Dişe dokunur bir şey çıkmayan paket veya projeden dolayı bile hükümet partisinin “PKK ile işbirliği” içinde olduğu iddiasının kol gezdiği bir ortamda, paketten ne çıkabilirdi? Hükümeti eleştireceksek, asıl eleştirecek tarafı, Kürt meselesi gibi bir çetrefili kolayca yönetebileceği ve üstesinden gelebileceği zannı ile büyük bir iddiayla işe girişip, işler sarpa sarınca savruluş sarmalına girmesidir.
‘DEVLET’ VURGUSU
Bu savruluşun en iyi ifadesi, “demokratik açılım”ın “Milli Birlik Projesi”ne dönmesidir. Bir adım ötede, olan bitenin “devlet projesi” diye takdim edilmesidir.

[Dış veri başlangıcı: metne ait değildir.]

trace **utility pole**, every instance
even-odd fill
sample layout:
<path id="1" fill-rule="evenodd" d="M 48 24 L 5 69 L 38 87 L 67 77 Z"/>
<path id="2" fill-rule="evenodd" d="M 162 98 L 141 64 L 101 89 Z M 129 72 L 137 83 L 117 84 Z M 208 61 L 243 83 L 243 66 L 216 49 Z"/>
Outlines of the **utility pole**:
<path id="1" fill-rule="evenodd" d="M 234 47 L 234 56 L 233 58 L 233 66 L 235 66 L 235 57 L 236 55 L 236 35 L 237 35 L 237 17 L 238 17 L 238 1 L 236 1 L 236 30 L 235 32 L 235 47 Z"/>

Hükümetlerin, anayasal çerçevede, devlet dediğimiz yapının bir parçası olduğu tartışılmaz, ancak bunun ötesinde bir “devlet” vurgusu ne demek istemektedir?
İzaha muhtaç değil mi?
Hükümetin, bunca itham karşısında savunma refleksine teslim olması da anlaşılabilir. Anlaşılabilir de, ilk adımda reflekslere kapanan bir siyasal atılımın mahiyeti ne olabilir? Yok, ben, mevcut hükümetin, her tür tepkiyi göze alıp, bir “devrim konseyi” gibi davranmasını bekleyenlerden değilim. Açık konuşalım, aslında hepimiz siyasi ufkumuz doğrultusunda devrimsel dönüşümlerin mümkün olmasını umarız.
Ancak, “devrim” dediğimiz şeyin aslında, herkesin doğrusunu diğerine zorla dayatma formülü olduğunu, sorun ve maliyetlerini kavradığımız için, demokratik değişim dediğimiz barışçı ve katılımcı formüle ikna oluyoruz.
Formül demokratik değişim olunca, hükümetlerin hareket alanı doğal olarak toplumsal tepkiler ve hukuki çerçeve ile sınırlanır. Ancak bu böyle diye, siyasi inisiyatifin ikide bir savunma refleksine kapanması mazur görülemez. Oysa şimdilerde olan budur.
Nedense, Meclis’te hükümet adına konuşmayı üstlenen Ömer Çelik’in konuşmasının, “bu açıdan” vahameti kimsenin fazla dikkatini çekmiş değil. Belki, Meclis’teki itiş, kakış havası içinde karambole geldi. Ama Çelik’in konuşmasının başında, CHP ve MHP’nin ithamlarını, güya tersyüz etmek için, Kürt açılımını boşa çıkarmak için bazı ülke istihbaratlarının nasıl çalıştığına dikkati çekmesi, yetmezmiş gibi, “Bu açılım olmazsa kimin işine yarar, bunu bir düşünün” gibi bir “Mahir Kaynak dili”ne müracaat etmesini ben çok kaygı verici buldum.
O da yetmedi, bir noktada, sataşmalar sonucu konu Mescid-i Aksa’ya kadar gitti.
Zora gelince, CHP ve MHP muhalefetinin mantık ve dilini benimsemek, onun içinden konuşmak, tıpkı, “devlet projesi” başlığına sığınmak gibi, savunma refleksinin ortama hâkim olması demek. Mescid-i Aksa popülizminden medet ummak da işin cabası.
TUZAĞA DÜŞMEDİ
Bu böyle olmak zorunda değil, nitekim, benim izleyebildiğim TV tartışmalarında Hüseyin Çelik’in bu tuzağa düşmediğine şahit oldum.
Ama belli ki mesele şahsi değil, hükümet partisi, demokratik bir açılım için bırakın paketi, projeyi, istikrarlı bir dil kurmuş değil.
Ve tabii unutmayalım, böyle bir dil ve anlayış topyekûn bir demokrasi anlayışı ve dilini benimsemekle alakalı, o noktada ne halde olduğumuz ise malum.